Oliver Zeidler hat am 2. August in Varese seinen vierten EM-Titel im Einer gewonnen. Der 30-Jährige von der Frankfurter Rudergesellschaft Germania benötigte für die 2000 Meter 6:36,39 Minuten. Das ist ein neuer EM-Rekord. Den alten Rekord hatte er selbst im Halbfinale dieser Titelkämpfe aufgestellt.

Nach 2019, 2021 und 2024 ist der Olympiasieger nun zum vierten Mal Europameister. 2025 hatte er auf die EM verzichtet, weil er sich seinem Studium widmete.

Dem Finale ging eine Geduldsprobe voraus. Ein Gewitter zog über die Lombardei, der Start verschob sich um eine Stunde. Danach übernahm Zeidler früh die Führung und baute sie bis ins Ziel aus. Titelverteidiger Jauhen Salaty aus Belarus, der unter neutraler Flagge startete, kam 3,55 Sekunden später ins Ziel. Bronze ging an Weltmeister Stefanos Ntouskos aus Griechenland mit 4,58 Sekunden Rückstand.

Der Deutschland-Achter fährt wieder aufs Podest

Auch das Großboot des Deutschen Ruderverbands gewann eine Medaille. Der Deutschland-Achter kam hinter Rumänien auf Platz zwei, 2,90 Sekunden zurück. Bronze holte Italien. Auf den ersten Titel bei einer internationalen Meisterschaft seit der EM 2020 wartet die Mannschaft weiter.

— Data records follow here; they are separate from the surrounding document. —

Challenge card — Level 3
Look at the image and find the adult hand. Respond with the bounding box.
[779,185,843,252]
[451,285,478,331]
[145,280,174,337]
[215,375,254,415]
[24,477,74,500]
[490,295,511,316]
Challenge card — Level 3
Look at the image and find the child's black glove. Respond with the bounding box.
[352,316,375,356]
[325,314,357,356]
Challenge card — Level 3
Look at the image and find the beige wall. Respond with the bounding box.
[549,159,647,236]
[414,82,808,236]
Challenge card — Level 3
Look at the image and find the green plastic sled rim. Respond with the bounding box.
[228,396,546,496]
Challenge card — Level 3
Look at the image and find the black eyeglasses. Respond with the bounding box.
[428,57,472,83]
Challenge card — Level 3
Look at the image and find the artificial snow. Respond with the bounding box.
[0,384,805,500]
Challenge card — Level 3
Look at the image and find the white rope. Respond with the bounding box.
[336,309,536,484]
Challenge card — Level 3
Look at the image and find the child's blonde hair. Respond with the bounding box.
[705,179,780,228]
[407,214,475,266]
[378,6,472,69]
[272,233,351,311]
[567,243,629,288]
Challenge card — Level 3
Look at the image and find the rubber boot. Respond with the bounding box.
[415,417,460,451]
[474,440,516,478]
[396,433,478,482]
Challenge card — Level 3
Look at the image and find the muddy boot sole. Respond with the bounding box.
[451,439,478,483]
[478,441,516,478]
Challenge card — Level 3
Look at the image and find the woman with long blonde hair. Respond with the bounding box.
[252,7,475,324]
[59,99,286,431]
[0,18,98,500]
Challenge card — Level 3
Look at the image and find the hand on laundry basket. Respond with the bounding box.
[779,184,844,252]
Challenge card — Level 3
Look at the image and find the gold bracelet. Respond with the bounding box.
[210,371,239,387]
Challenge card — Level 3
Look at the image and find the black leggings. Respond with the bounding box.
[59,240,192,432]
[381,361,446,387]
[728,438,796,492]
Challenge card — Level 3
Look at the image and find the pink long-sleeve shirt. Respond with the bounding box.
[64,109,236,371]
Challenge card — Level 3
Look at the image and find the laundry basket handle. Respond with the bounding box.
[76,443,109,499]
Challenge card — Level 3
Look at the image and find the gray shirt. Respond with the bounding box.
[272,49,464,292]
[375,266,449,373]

Vor Varese hatte der Achter umgestellt. Frederik Breuer übernahm die Position des Schlagmanns, nachdem die Mannschaft bei den Weltcups in Sevilla und Luzern jeweils Vierte geworden war. Im Finale hielt Deutschland auf den ersten 1000 Metern mit, danach setzten sich die Rumänen Schlag für Schlag ab und holten ihren ersten EM-Titel im Achter. Der Männer-Doppelvierer gewann nach Angaben des ZDF ebenfalls Gold, der deutsche Frauen-Achter verpasste das Podest.

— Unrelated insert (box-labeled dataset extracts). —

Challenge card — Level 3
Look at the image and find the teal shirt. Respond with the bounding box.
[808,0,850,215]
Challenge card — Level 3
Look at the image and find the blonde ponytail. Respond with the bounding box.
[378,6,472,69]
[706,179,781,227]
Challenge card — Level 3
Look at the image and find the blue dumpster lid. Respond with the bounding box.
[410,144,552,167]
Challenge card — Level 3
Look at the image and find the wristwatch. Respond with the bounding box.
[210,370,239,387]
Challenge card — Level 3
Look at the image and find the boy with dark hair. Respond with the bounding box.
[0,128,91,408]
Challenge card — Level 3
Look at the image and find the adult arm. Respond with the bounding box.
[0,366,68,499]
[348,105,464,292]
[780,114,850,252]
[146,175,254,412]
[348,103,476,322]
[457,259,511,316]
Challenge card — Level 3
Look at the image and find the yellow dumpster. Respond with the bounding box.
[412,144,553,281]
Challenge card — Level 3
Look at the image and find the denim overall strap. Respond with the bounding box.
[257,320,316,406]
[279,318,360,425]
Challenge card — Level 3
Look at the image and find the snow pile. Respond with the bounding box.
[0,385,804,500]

Die Ergebnisse haben allerdings Grenzen. Auf dem Lago di Varese fehlten Olympiasieger Großbritannien und Weltmeister Niederlande, wie das ZDF berichtet. Auf beide Nationen trifft das deutsche Team erst bei der Weltmeisterschaft.

Für Zeidler war die EM nach eigenen Worten nur ein "Gradmesser" auf dem Weg zum Saisonhöhepunkt. Die WM findet vom 24. bis 30. August in Amsterdam statt. Dort rudert er um seinen vierten Weltmeistertitel. Sein größeres Ziel liegt zwei Jahre später: Bei den Olympischen Spielen 2028 in Los Angeles will er nach Paris sein zweites Gold gewinnen.